How to prevent edgy drop-shadows for small shapes with D3

Question

I'm developing a small educational tool, for which I'd like to add drop-shadows to SVG paths. To construct my graphics I use the D3.js. This usually works lovely, but with specific shapes I run into problems, especially with small shapes that have horizontal and/or vertical lines.

To illustrate this, I made a JSFiddle example with three triangles. The shadow on the green triangle looks pretty, the shadow on the orange triangle in still alright, but the shadow on the red triangle looks very ugly.

The shadow is created using this code as an example:

var defs = svg.append("defs").attr("height","160%");
var filter = defs.append("filter").attr("id", "schaduw");
filter.append("feGaussianBlur").attr("in", "SourceAlpha")
      .attr("stdDeviation", 5).attr("result", "blur");
filter.append("feOffset").attr("in", "blur")
      .attr("dx", 3)
      .attr("dy", 3)
      .attr("result", "offsetBlur");
var feMerge = filter.append("feMerge");
feMerge.append("feMergeNode").attr("in", "offsetBlur");
feMerge.append("feMergeNode").attr("in", "SourceGraphic");

As can be seen in the JSFiddle code, the only meaningful difference between the shapes is their size.
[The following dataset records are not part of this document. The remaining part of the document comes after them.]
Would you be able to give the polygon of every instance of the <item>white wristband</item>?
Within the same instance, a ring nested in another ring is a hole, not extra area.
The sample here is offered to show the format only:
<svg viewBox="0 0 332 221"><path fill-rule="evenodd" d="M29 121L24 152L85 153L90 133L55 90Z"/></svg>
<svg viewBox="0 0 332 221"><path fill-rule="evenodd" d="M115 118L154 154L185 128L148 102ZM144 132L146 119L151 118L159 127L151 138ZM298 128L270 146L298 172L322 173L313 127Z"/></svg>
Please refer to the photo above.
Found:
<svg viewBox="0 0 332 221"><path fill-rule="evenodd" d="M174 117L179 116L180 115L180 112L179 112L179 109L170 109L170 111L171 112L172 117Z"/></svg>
How can I prevent the small shapes from having ugly shadows?

Any help is very much appreciated! =)

Answer 1

The quality of the shadow that you refer to is controlled by the standard deviation of the Gaussian blur you use. Using an absolute value there means that the shadow is "spread out" the same amount regardless of the size of the element you're using the filter on. For smaller shapes, this has the effect you're seeing.

There are two ways of fixing this. The quick and easy way is to decrease the standard deviation such that it looks good even for the smallest shapes. I've done this in your example here by setting .attr("stdDeviation", 1).

The other option is to have different standard deviations for different shape sizes as I've done here in a hacky way. This would be much more difficult because it would require you to compute the size of a shape, determine a suitable standard deviation and potentially create an appropriate filter if it doesn't exist. Also, the shadows look less consistent.

Answer 2

Your shadows are being clipped by the filter region of the underlying SVG Filter. By default filter effects are shown in a 10% overflow region around the filtered shape. Your drop shadows on the smaller shapes are too big and are overflowing that region. This is causing the edges. You need to add an explicit filter region and make it bigger. This will expand the filter region to a 20% region surrounding the shape:

var filter = defs.append("filter").attr("id", "schaduw") .attr("width", 1.4) 
    .attr("height",1.4) .attr("x",-0.2) .attr("y",-0.2);

If you want a shadow that is proportional to the filtered element, you do not need to compute the size of anything. SVG has a built-in ability to do relative sizing by defining your units in objectBoundingBox units. Here youshould use objectBoundingBox units as your filter primitive units, not the (silent) default of userSpaceUnits ("regular" viewbox units). You need to restate the stdDeviation of the blur, as well as the offset of the offset in %'s of the originating element box expressed as a decimal:

var filter = defs.append("filter").attr("id", "schaduw") .attr("width", 1.4) 
     .attr("height",1.4) .attr("x",-0.2) .attr("y",-0.2)     
     .attr("primitiveUnits","objectBoundingBox");
filter.append("feGaussianBlur").attr("in", "SourceAlpha")
              .attr("stdDeviation", .02).attr("result", "blur");
filter.append("feOffset").attr("in", "blur")
              .attr("dx", .01)
              .attr("dy", .01)
              .attr("result", "offsetBlur");
var feMerge = filter.append("feMerge");
feMerge.append("feMergeNode").attr("in", "offsetBlur");
feMerge.append("feMergeNode").attr("in", "SourceGraphic");

Now, you'll notice that this looks a little weird - because as long as you want all shapes to look like they're on the same plane, your drop shadow size should be consistent across shapes no matter how small or large they are.